O Senado aprovou projeto que torna obrigatória a vacinação diária, inclusive aos finais de semana e feriados, como medida excepcional para o controle de surtos, epidemias ou pandemias até que todas as metas do plano de imunização sejam atingidas. O PL 1.136/2021, apresentado pelo senador Chico Rodrigues (DEM-RR), foi aprovado com emendas aceitas pela relatora, senadora Maria do Carmo Alves (DEM-SE) e segue para análise da Câmara dos Deputados.
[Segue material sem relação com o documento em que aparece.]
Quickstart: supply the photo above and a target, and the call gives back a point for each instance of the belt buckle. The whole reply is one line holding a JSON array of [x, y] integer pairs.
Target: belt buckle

O texto adiciona dispositivos à Lei do Programa Nacional de Imunizações (Lei 6.259, de 1975) estabelecendo que a oferta de vacinação diária e nos fins de semana deverá ocorrer até que se atinjam as metas definidas pelos respectivos planos de ação para cada grupo, em cada fase do processo de imunização. O texto também altera a Lei  14.124, de 2021, estabelecendo as mesmas regras para o Plano Nacional de Operacionalização da Vacinação contra a covid-19, que funciona no âmbito do Plano Nacional de Imunizações (PNI).

Interrupções

Além disso, a vacinação diária só deverá ser interrompida em três hipóteses: quando houver a falta de estoque de vacinas; nos casos em que for necessária a reserva de vacinas para atender a aplicação em grupos que precisem da segunda dose; e quando for demonstrada e justificada a inviabilidade técnica ou operacional pela direção municipal do SUS. Essa última hipótese foi incorporada ao parecer após a relatora acatar emendas apresentadas pelos senadores Rogério Carvalho (PT-SE), Izalci Lucas (PSDB-DF) e Eduardo Braga (MDB-AM).

Gestão local

Na avaliação de Maria do Carmo Alves, a iniciativa deve permitir que a gestão local tenha liberdade para decidir sobre a operação da saúde pública sem o risco de infringir lei.

— Primeiramente, é preciso atentar para o fato de que podem existir vários empecilhos — alguns deles alheios ao gestor do SUS, além dos dois citados pelo PL — capazes de impedir a realização da vacinação nos dias que não são úteis. Como, por exemplo, a indisponibilidade de transportes nas localidades ou até mesmo de profissionais de saúde, que eventualmente precisam de afastamento de suas atividades laborais, [além da] ocorrência de desastres naturais, entre outros — disse a senadora.